そう、この畑だけ収穫されずに残っているのです。
 
 
多分摘果もされなかったのでしょう。びっしりと実がついています。
 
収穫を終え枝ばかりになって寒々とした柿畑が広がる中、こんな畑が所々で見られます。
 
 
 
多分甘柿にもこんな畑があったのでしょうが、それは早々と鳥が食べてしまって、渋柿だけが残っているのです。あちこち探せば、鳥が食べてしまった甘柿(富有柿)の畑も見つかりますが・・・
 どうやって見つけるかって?
 鳥が食べた木は、柿のへたが枝に残っているのです。人が収穫したのは、すっきりときれいな姿です。
 渋柿は、もっともっと赤くなって柔らかく熟したら、徐々に食べられていくと思います。
 
 そんな畑の中で、気にかかる場所がありました。ここは幹線道路の脇にあって、車からよく見えるのです。
 
 
 ここも秋には実がびっしりでした。そろそろ収穫かな、と思っても一向に採る気配がなく、それでも収穫用のコンテナが運び込まれたのを見たとき、よかった、やっと採れるんだね、と思ったのです。
 
 しかし、次々と実が歩道に落ち始め、木になった実はまばらになり出しました。こうなると収穫はできません。
歩道の実はいつの間にかなくなって、畑の中に少々落ちた柿が見られました。
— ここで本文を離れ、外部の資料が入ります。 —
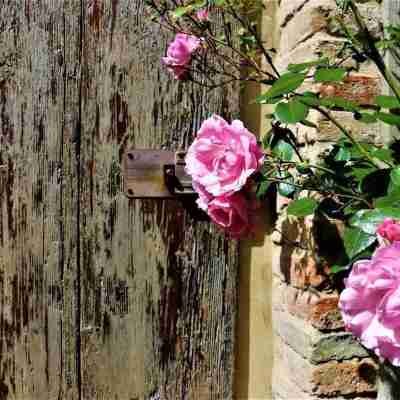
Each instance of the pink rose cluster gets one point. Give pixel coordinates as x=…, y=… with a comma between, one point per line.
x=370, y=303
x=180, y=53
x=220, y=161
x=389, y=230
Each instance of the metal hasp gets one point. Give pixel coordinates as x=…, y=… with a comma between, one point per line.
x=155, y=174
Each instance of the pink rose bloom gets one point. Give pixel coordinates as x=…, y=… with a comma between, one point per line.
x=370, y=303
x=179, y=54
x=202, y=15
x=223, y=156
x=389, y=230
x=232, y=214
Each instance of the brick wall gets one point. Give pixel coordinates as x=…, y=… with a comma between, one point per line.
x=314, y=357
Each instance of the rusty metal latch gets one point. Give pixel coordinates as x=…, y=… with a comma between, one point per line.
x=155, y=174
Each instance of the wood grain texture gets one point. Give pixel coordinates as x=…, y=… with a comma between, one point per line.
x=37, y=102
x=103, y=297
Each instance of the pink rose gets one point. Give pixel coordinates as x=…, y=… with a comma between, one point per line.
x=370, y=303
x=231, y=213
x=389, y=230
x=179, y=54
x=202, y=15
x=223, y=156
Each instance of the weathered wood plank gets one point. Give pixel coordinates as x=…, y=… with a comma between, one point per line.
x=158, y=288
x=33, y=248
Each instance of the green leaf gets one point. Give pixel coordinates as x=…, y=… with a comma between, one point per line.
x=283, y=150
x=339, y=102
x=181, y=11
x=310, y=124
x=286, y=189
x=356, y=240
x=390, y=119
x=344, y=154
x=305, y=66
x=369, y=220
x=329, y=74
x=291, y=112
x=387, y=101
x=263, y=188
x=391, y=200
x=302, y=207
x=395, y=176
x=285, y=84
x=366, y=118
x=383, y=154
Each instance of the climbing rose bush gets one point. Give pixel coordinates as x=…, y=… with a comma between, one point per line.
x=221, y=159
x=223, y=156
x=389, y=230
x=370, y=303
x=202, y=15
x=179, y=54
x=233, y=214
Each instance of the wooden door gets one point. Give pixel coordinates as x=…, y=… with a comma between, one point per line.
x=102, y=297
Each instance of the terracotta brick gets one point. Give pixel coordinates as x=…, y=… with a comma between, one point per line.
x=325, y=314
x=306, y=272
x=345, y=378
x=358, y=88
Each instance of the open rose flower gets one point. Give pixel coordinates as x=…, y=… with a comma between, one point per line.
x=233, y=214
x=179, y=54
x=389, y=230
x=223, y=156
x=370, y=303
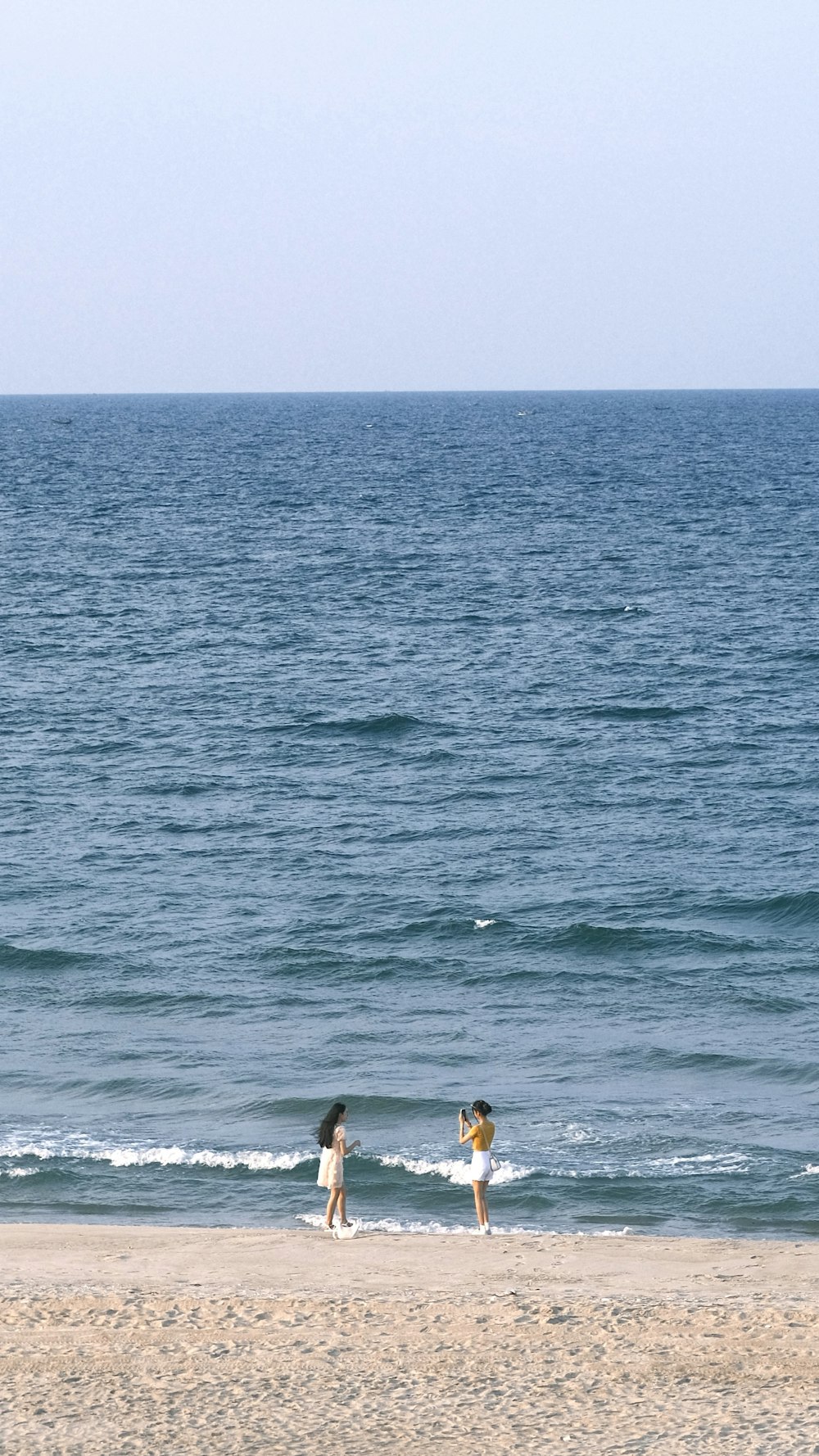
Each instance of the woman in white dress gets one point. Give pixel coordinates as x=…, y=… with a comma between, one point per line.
x=331, y=1167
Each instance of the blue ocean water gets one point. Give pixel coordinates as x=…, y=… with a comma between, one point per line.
x=411, y=748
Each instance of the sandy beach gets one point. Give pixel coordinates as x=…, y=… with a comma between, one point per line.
x=130, y=1340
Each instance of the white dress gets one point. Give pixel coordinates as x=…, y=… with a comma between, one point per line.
x=331, y=1164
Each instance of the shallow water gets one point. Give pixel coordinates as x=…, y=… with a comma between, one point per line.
x=411, y=748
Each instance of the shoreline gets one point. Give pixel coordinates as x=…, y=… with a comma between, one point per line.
x=283, y=1261
x=145, y=1338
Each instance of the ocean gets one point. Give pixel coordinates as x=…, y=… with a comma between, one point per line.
x=409, y=748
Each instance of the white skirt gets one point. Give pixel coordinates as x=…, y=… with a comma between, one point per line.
x=480, y=1168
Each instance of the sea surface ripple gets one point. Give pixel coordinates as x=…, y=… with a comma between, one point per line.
x=411, y=748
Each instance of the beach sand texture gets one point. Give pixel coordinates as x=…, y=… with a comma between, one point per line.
x=164, y=1341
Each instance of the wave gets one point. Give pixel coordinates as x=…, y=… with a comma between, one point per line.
x=585, y=935
x=389, y=726
x=39, y=958
x=639, y=712
x=86, y=1149
x=772, y=1069
x=789, y=911
x=315, y=1220
x=455, y=1169
x=428, y=1226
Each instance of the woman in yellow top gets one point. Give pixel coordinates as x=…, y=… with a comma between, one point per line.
x=480, y=1134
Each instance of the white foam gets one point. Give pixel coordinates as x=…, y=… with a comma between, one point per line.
x=88, y=1149
x=315, y=1220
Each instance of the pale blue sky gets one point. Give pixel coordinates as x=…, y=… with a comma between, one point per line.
x=409, y=194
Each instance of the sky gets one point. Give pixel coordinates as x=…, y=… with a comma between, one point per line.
x=409, y=194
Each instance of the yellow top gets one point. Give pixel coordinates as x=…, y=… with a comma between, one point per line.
x=482, y=1136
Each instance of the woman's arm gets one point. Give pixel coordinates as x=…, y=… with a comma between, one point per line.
x=465, y=1136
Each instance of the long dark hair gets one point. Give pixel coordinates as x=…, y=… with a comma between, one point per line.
x=327, y=1126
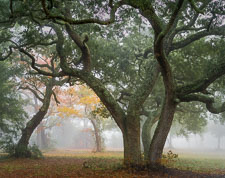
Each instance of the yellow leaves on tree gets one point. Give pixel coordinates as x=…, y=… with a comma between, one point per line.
x=68, y=112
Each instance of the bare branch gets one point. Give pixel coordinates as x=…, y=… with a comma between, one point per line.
x=33, y=91
x=84, y=21
x=211, y=104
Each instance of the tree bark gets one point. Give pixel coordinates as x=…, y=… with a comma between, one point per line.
x=162, y=130
x=131, y=140
x=146, y=135
x=22, y=146
x=98, y=139
x=218, y=142
x=42, y=140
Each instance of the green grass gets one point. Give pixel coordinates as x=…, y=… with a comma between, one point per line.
x=207, y=162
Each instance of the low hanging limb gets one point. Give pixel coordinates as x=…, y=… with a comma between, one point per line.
x=193, y=5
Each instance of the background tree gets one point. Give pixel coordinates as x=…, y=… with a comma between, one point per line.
x=171, y=27
x=12, y=113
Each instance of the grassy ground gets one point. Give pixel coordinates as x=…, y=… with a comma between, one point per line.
x=198, y=161
x=71, y=163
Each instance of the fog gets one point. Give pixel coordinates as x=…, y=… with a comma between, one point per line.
x=78, y=134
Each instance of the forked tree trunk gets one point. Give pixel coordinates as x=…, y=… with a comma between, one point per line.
x=146, y=135
x=42, y=140
x=98, y=138
x=162, y=130
x=22, y=146
x=131, y=140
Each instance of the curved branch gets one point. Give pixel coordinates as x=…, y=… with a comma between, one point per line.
x=84, y=21
x=2, y=58
x=213, y=73
x=211, y=104
x=33, y=91
x=197, y=36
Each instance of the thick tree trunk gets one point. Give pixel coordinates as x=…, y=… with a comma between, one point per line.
x=170, y=145
x=22, y=146
x=218, y=143
x=42, y=140
x=131, y=140
x=98, y=139
x=146, y=135
x=162, y=130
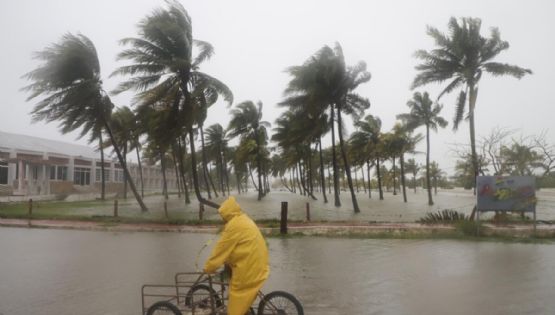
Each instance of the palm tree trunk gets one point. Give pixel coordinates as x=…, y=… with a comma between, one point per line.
x=471, y=106
x=297, y=172
x=125, y=170
x=220, y=170
x=226, y=173
x=414, y=181
x=204, y=163
x=309, y=173
x=363, y=179
x=164, y=181
x=356, y=179
x=177, y=180
x=103, y=178
x=182, y=149
x=125, y=175
x=346, y=162
x=238, y=178
x=252, y=179
x=195, y=174
x=305, y=184
x=334, y=159
x=430, y=201
x=369, y=182
x=140, y=171
x=208, y=171
x=292, y=182
x=258, y=165
x=322, y=175
x=402, y=161
x=379, y=178
x=394, y=178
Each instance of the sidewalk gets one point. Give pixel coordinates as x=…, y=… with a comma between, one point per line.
x=328, y=229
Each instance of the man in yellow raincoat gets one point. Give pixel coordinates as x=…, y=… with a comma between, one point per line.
x=242, y=247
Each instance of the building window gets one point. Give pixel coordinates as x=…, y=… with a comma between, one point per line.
x=58, y=172
x=35, y=172
x=82, y=176
x=53, y=172
x=61, y=173
x=118, y=176
x=3, y=173
x=99, y=173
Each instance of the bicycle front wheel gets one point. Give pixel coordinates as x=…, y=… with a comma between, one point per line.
x=163, y=308
x=280, y=303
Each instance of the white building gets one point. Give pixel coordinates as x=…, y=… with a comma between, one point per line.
x=35, y=166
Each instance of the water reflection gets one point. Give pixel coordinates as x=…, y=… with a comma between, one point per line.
x=82, y=272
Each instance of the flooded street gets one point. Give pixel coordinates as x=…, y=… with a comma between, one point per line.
x=61, y=272
x=391, y=209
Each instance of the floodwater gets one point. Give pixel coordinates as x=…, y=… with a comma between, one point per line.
x=63, y=272
x=391, y=209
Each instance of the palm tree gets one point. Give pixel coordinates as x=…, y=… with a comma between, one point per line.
x=403, y=141
x=246, y=122
x=423, y=114
x=216, y=145
x=324, y=82
x=164, y=68
x=436, y=173
x=462, y=56
x=123, y=122
x=366, y=138
x=413, y=168
x=70, y=81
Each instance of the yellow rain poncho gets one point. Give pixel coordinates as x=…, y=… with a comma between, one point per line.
x=243, y=248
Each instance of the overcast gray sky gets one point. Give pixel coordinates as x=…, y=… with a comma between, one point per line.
x=256, y=40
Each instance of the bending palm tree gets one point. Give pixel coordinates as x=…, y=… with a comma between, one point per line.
x=164, y=66
x=71, y=85
x=247, y=123
x=423, y=114
x=462, y=56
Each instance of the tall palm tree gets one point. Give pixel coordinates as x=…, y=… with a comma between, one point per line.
x=423, y=112
x=436, y=173
x=246, y=122
x=413, y=168
x=402, y=142
x=216, y=144
x=164, y=65
x=324, y=83
x=70, y=82
x=366, y=138
x=123, y=122
x=462, y=56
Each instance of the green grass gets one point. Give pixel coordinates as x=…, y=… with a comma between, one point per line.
x=102, y=212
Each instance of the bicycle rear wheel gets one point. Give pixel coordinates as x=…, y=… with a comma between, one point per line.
x=280, y=303
x=163, y=308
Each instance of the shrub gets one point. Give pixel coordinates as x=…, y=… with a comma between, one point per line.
x=469, y=228
x=444, y=216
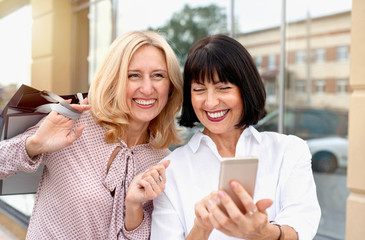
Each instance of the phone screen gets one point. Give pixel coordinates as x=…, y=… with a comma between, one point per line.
x=241, y=169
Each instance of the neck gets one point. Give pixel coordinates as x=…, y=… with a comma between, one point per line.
x=226, y=143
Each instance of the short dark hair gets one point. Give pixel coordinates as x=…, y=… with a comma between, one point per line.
x=232, y=62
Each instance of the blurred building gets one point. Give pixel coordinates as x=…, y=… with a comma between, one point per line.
x=64, y=39
x=317, y=57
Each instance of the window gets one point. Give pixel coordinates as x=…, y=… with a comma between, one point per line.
x=341, y=86
x=320, y=86
x=300, y=57
x=258, y=61
x=299, y=87
x=342, y=53
x=271, y=62
x=320, y=55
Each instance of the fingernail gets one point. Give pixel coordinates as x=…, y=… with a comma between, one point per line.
x=234, y=185
x=221, y=194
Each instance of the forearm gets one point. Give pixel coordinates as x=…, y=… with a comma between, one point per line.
x=285, y=232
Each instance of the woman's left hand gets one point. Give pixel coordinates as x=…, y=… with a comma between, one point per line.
x=250, y=225
x=149, y=184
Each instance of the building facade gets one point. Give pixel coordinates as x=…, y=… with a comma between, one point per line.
x=317, y=56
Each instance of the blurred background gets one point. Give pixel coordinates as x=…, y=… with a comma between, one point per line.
x=301, y=48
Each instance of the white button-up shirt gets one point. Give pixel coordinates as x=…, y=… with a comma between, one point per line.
x=284, y=175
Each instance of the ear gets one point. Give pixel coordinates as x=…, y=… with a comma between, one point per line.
x=171, y=90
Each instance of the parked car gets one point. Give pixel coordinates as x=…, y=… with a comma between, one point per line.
x=307, y=123
x=328, y=153
x=324, y=129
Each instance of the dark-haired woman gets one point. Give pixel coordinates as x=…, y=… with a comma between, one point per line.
x=224, y=92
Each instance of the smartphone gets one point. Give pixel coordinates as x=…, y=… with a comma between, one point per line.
x=241, y=169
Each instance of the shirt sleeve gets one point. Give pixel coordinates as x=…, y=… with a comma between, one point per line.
x=14, y=157
x=166, y=223
x=142, y=232
x=299, y=207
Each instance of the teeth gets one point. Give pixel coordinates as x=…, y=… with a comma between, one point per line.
x=145, y=102
x=217, y=114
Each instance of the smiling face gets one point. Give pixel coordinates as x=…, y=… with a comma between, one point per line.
x=217, y=105
x=148, y=85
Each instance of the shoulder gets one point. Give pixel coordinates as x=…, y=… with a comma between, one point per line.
x=283, y=140
x=148, y=152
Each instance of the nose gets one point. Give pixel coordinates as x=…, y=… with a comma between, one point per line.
x=147, y=86
x=211, y=100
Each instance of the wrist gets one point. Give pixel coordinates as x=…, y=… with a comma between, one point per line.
x=280, y=234
x=199, y=232
x=32, y=147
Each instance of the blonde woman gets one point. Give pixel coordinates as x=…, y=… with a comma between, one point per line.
x=100, y=171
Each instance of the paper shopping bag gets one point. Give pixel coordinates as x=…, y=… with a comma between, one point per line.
x=25, y=109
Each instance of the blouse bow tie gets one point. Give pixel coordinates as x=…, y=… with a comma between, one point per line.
x=117, y=168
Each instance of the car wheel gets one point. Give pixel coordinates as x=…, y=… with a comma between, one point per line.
x=324, y=162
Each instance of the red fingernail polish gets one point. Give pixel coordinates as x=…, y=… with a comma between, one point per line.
x=234, y=185
x=221, y=194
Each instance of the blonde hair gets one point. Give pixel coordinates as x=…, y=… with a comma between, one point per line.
x=107, y=91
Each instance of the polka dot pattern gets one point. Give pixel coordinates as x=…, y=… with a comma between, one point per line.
x=74, y=199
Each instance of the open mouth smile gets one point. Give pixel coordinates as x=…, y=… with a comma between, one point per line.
x=217, y=116
x=145, y=103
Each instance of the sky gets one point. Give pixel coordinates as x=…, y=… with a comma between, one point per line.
x=15, y=29
x=251, y=14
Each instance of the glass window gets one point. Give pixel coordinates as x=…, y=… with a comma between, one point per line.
x=15, y=65
x=320, y=55
x=300, y=57
x=341, y=86
x=342, y=53
x=300, y=87
x=320, y=86
x=271, y=62
x=258, y=60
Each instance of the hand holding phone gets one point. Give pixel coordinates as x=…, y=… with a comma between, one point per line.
x=241, y=169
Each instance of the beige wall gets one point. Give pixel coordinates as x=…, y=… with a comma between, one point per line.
x=51, y=45
x=355, y=215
落ちた実はどうなった?
 
 
 
 
 

 
 じつはわたしはこの畑に少々思い入れがありまして、毎年通りかかるたびに様子を見ていたのです。
 
 もう10年ほど前の暮れ、若いお兄さん(といっても40に近かったか?)に渋抜きをした柿を箱ごと売りつけられたことがあるのです。(この記事、是非読んでください。話の流れがわかりにくいので)
 ここからけっこう遠い場所に住んでいる人で、両親と三人で柿を作っているようでした。
 そのお兄さん、夫の知り合いだったらしく、新しく野菜の栽培も手がけようとしていたと言うことを聞きました。ところが初めてのその野菜は、出荷してお金になるほどの出来ではなかったようでした。そして程なくそのお兄さんは亡くなったのです。あまりにも突然だったので、自殺したのではないかと疑われていましたが、そうではなく、病気だったそうです。
 それ以来、わたしは一度会ったきりのあのお母さんを密かに応援していました。もはや道ばたで柿を売られることはありませんでしたが、収穫だけはされていたのです。息子さんを亡くした悲しみに負けず、柿作りを続けておられるなとー
 それが、ついに収穫もされずに放置されてしまいました。両親のどちらかに何かあったのか? コンテナを用意しているところを見ると、収穫する意志だけはあったのでしょう。もしかして収穫がおそくて柔らかくなりすぎたのであきらめたとか?
 10年の歳月の重みを改めて感じます。そして、ふだん何気なく目にする光景の奥にはそれぞれの家族のドラマがあると、つくづく思うのです。


最後に

 
 我が家の1本の愛宕柿も、

 忙しさにかまけて放置したままです。干し柿作りにまだ間に合うかしら?

 
 
 
コメント (4)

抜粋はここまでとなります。